Кот и мышь - Кристианна Брэнд
— Ваша история начала выдыхаться. Вы собрали урожай на смерти, но после добавить было почти нечего — дознание оказалось скучным. Несомненно, вы предвидели это заранее, поэтому прихватили кольцо, рассчитывая еще на два абзаца, снабженных фотографиями...
На фоне обоев с алыми розами лицо Карлайона было белым как мел, а его бледные губы брызгали ядом.
— Скажите мне вот что. — Катинка посмотрела ему в глаза. — Хоть в одной газете появилась даже одна строчка, которую не мог бы написать любой местный репортер? Разве я сообщила в какую-нибудь газету хоть слово о жизни или смерти миссис Карлайон?
— Еще нет, — ответил Карлайон. — Но ведь вы работаете в еженедельном журнале, не так ли? Полагаю, для него уже готова подробная статья. Когда она появится?
Катинка признала свое поражение.
— Ладно, сдаюсь. Не было никакой Амисты. Я все выдумала — корпела над этим месяцами с целью проникнуть в дом, где существовал материал для сенсации в прессе, о котором я никак не могла знать, способствовала развитию событий, чтобы написать статью подлиннее, которую я так и не отправила, и, наконец, заманила бедную девушку в смертельную ловушку и убила ее, чтобы создать очередную сенсацию, которой не воспользовалась. — Она повернулась к инспектору Чаки. — Какой мне был смысл выдумывать Амисту? Только потому, что я единственная, кто знал о ней, они все и вы тоже уверены, что она никогда не существовала.

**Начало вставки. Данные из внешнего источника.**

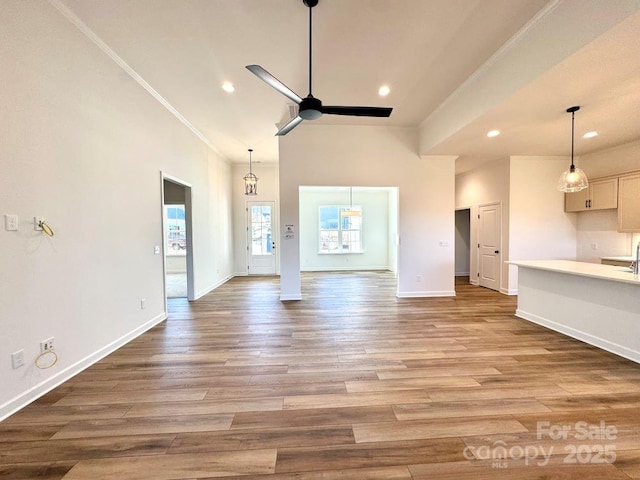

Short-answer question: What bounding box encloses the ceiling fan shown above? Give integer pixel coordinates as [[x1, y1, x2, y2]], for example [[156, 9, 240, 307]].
[[246, 0, 392, 135]]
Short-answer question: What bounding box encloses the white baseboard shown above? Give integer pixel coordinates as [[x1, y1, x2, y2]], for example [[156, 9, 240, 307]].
[[280, 293, 302, 302], [516, 309, 640, 363], [396, 290, 456, 298], [300, 265, 391, 272], [0, 312, 167, 421], [194, 274, 238, 300]]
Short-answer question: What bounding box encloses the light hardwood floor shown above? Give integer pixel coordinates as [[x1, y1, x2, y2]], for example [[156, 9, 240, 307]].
[[0, 272, 640, 480]]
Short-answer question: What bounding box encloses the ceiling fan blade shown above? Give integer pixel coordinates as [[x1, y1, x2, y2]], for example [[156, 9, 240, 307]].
[[246, 65, 302, 103], [276, 116, 302, 136], [322, 105, 393, 117]]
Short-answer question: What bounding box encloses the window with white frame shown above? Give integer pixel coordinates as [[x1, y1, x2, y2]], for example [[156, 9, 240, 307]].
[[319, 205, 362, 253]]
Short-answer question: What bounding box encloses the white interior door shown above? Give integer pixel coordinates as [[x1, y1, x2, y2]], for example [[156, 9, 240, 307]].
[[478, 204, 502, 291], [247, 202, 278, 275]]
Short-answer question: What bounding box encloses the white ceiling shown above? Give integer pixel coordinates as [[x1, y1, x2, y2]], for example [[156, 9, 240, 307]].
[[57, 0, 640, 171]]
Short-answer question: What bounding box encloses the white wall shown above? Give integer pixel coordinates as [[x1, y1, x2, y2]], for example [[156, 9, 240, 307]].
[[456, 156, 577, 294], [387, 188, 398, 274], [455, 158, 509, 291], [505, 156, 577, 293], [229, 164, 280, 276], [280, 122, 455, 300], [577, 140, 640, 263], [0, 1, 233, 418], [300, 187, 391, 271]]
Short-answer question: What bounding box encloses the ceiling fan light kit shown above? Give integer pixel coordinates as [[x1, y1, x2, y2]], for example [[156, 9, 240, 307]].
[[246, 0, 393, 135], [558, 106, 589, 193]]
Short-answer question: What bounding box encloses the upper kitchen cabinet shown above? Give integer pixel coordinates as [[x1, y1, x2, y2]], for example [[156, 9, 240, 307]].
[[618, 173, 640, 232], [564, 178, 618, 212]]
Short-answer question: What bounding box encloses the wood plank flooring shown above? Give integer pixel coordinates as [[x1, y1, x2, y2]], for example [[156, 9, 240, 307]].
[[0, 272, 640, 480]]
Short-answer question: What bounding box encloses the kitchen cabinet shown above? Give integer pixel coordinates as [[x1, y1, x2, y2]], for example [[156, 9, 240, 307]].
[[618, 173, 640, 232], [564, 178, 618, 212]]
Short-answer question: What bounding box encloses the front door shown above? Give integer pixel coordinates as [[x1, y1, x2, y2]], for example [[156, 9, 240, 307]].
[[478, 203, 502, 291], [247, 202, 278, 275]]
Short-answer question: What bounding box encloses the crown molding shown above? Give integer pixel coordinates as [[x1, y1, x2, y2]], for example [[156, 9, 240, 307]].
[[48, 0, 229, 163]]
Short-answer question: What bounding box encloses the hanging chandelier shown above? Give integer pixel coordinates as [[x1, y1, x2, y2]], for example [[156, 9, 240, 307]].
[[243, 148, 258, 195], [558, 106, 589, 193]]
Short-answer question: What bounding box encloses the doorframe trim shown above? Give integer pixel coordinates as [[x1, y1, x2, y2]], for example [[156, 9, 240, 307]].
[[244, 199, 280, 276], [475, 201, 504, 292], [160, 170, 195, 304]]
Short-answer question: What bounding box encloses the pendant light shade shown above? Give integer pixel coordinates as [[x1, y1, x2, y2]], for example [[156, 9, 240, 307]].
[[558, 107, 589, 193], [243, 148, 258, 195]]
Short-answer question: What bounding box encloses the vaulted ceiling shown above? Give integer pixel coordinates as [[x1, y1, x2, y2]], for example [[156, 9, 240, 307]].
[[56, 0, 640, 171]]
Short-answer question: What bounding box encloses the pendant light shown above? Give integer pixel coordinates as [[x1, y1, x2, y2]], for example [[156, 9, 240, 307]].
[[243, 148, 258, 195], [558, 107, 589, 193]]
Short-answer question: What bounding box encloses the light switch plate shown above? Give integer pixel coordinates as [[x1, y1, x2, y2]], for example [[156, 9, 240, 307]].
[[4, 213, 18, 232]]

Мистер Чаки задумчиво выпятил нижнюю губу, глядя на нее поверх воображаемых очков.
— Право, мисс Джоунс, вы недооцениваете полицию Суонси! Я знаю об Амисте не меньше вас — а может быть, и больше.
— Вы знаете, кто она такая?
— Мы, местные ребята, не теряем времени даром, — беспечно произнес Чаки. — Мы затребовали письма из вашего лондонского офиса и проверили их на предмет отпечатков пальцев — никаких сложностей, обычная любительская возня с серым порошком! И, разумеется, печать с красно-золотым сургучом — ее мы тоже поискали.
— Какого черта вы не сказали мне, зачем хотите обыскать мой дом? — спросил Карлайон. — Я бы проявил больше желания сотрудничать.
По тому, как он смотрел на Катинку, как говорил с ней и о ней, было очевидно, что ей не стоит о нем думать. И все же, если бы можно было доказать ему раз и навсегда, что Амиста не являлась частью ее коварного замысла...
— Ради бога, инспектор, скажите, вы нашли печать?
— Не то чтобы нашел, но я знаю, где она — или, по крайней мере, могу догадаться. В ваших умозаключениях, мисс Джоунс, вы были недалеки от истины. Психология — великая вещь. — Он посмотрел на миссис Лав.
— Не пяльтесь на меня! — огрызнулась она. — Вы и ваша психология...
— Вы имеете в виду, инспектор, — начал Карлайон, — что миссис Лав все-таки...
У миссис Лав выдался скверный вечер — она устала, промокла, была сердита и окончательно потеряла терпение.
— Можете не коситься на меня! — сказала она. — Я больше у вас не служу — вы меня уволили. Мне осточертело хранить ваши секреты...
— Миссис Лав! — резко произнес Карлайон.
— Я сыта вами по горло! Мне надоело, что меня подозревают, обвиняют и оскорбляют, надоело якшаться с полицией. Больше я не собираюсь участвовать в ваших делах с этой Ангел Су...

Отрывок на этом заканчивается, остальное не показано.